Quando um holandês milionário O produtor de televisão John de Mol entrou com uma ação. Facebook Em 2019, a empresa de mídia social enviou Rob Leathern a Amsterdã para se reunir com a equipe de Del Mol e falar com a mídia, depois de não ter conseguido evitar que fraudadores usassem sua imagem em publicidade enganosa.

“As pessoas que promovem esse tipo de publicidade são táticas enganosas persistentes, bem financiadas e em constante evolução para contornar nossos sistemas”, disse Leathern. disse Reuters na época.

4 anos na empresa como ela é hoje conhecida. metaDe muitas maneiras, Leathern tem sido o rosto público dos esforços para combater a publicidade fraudulenta. Ele liderou o departamento de Integridade Empresarial, encarregado de prevenir o abuso dos produtos publicitários da Meta por fraudadores e outros atores maliciosos. Ele falava regularmente na mídia sobre publicidade fraudulenta. O Sr. Leathern também supervisionou iniciativas de transparência, como a Biblioteca MetaAd, o primeiro repositório de anúncios digitais pesquisáveis ​​e gratuitos do setor, e o lançamento da verificação de identidade para anunciantes políticos.

Mas desde que deixou a Meta no final de 2020, Leathern viu criminosos implantarem deepfakes e usarem inteligência artificial para criar anúncios fraudulentos mais convincentes. Ele disse estar alarmado com o fracasso das principais plataformas em investir em equipes e tecnologia na proporção necessária para combater essa publicidade exploradora.

“Nos últimos cinco anos, a tecnologia e o progresso estagnaram”, disse Leathern numa entrevista. “E sinto que não sabemos realmente o quão ruim é ou qual é a situação atual. Não temos uma maneira objetiva de saber.”

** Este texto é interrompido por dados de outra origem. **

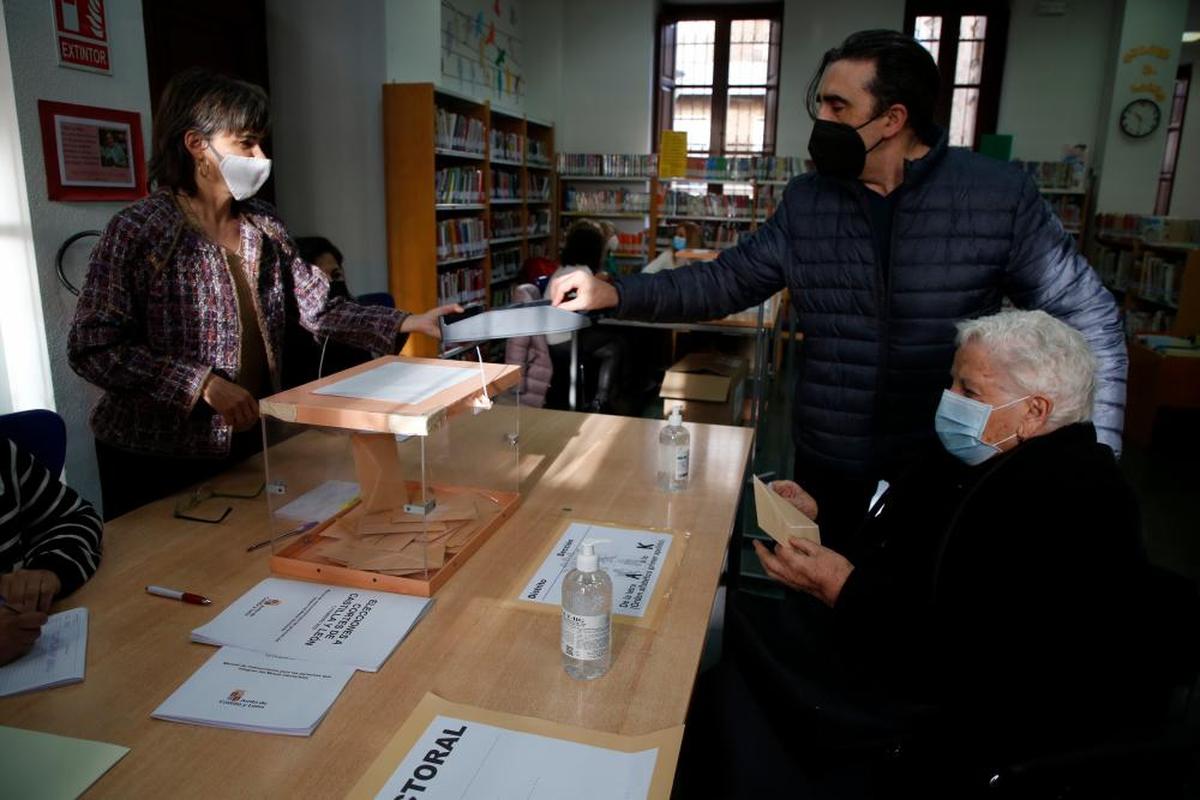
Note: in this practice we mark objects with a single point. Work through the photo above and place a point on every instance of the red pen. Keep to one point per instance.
(186, 596)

Leathern trabalhou com Rob Goldman, ex-vice-presidente de publicidade da Meta, para CollectiveMetrics.orguma organização sem fins lucrativos dedicada a aumentar a transparência na publicidade digital para combater a publicidade enganosa. O objetivo é utilizar dados e análises para medir coisas como a prevalência da publicidade fraudulenta online, levantando o véu sobre um sistema de publicidade opaco que gera centenas de milhares de milhões de dólares em receitas para empresas como a Meta.

Os seus esforços surgem num momento em que as perdas devido a fraudes disparam em todo o mundo. A Global Anti-Scam Alliance é uma organização que estuda tendências de fraude e inclui líderes da Meta, Google e outras plataformas em seu conselho consultivo. estimativa No total, as vítimas perderam pelo menos US$ 1 trilhão no ano passado. Cenário global de fraude em 2025 relatório Descobrimos que 23% das pessoas perderam dinheiro devido a fraudes.

O relatório diz que muitas vítimas não denunciam fraudes porque se sentem envergonhadas ou não sabem a quem contar. Mais de um terço das pessoas que relataram um golpe disseram que a plataforma não tomou nenhuma ação após denunciá-lo.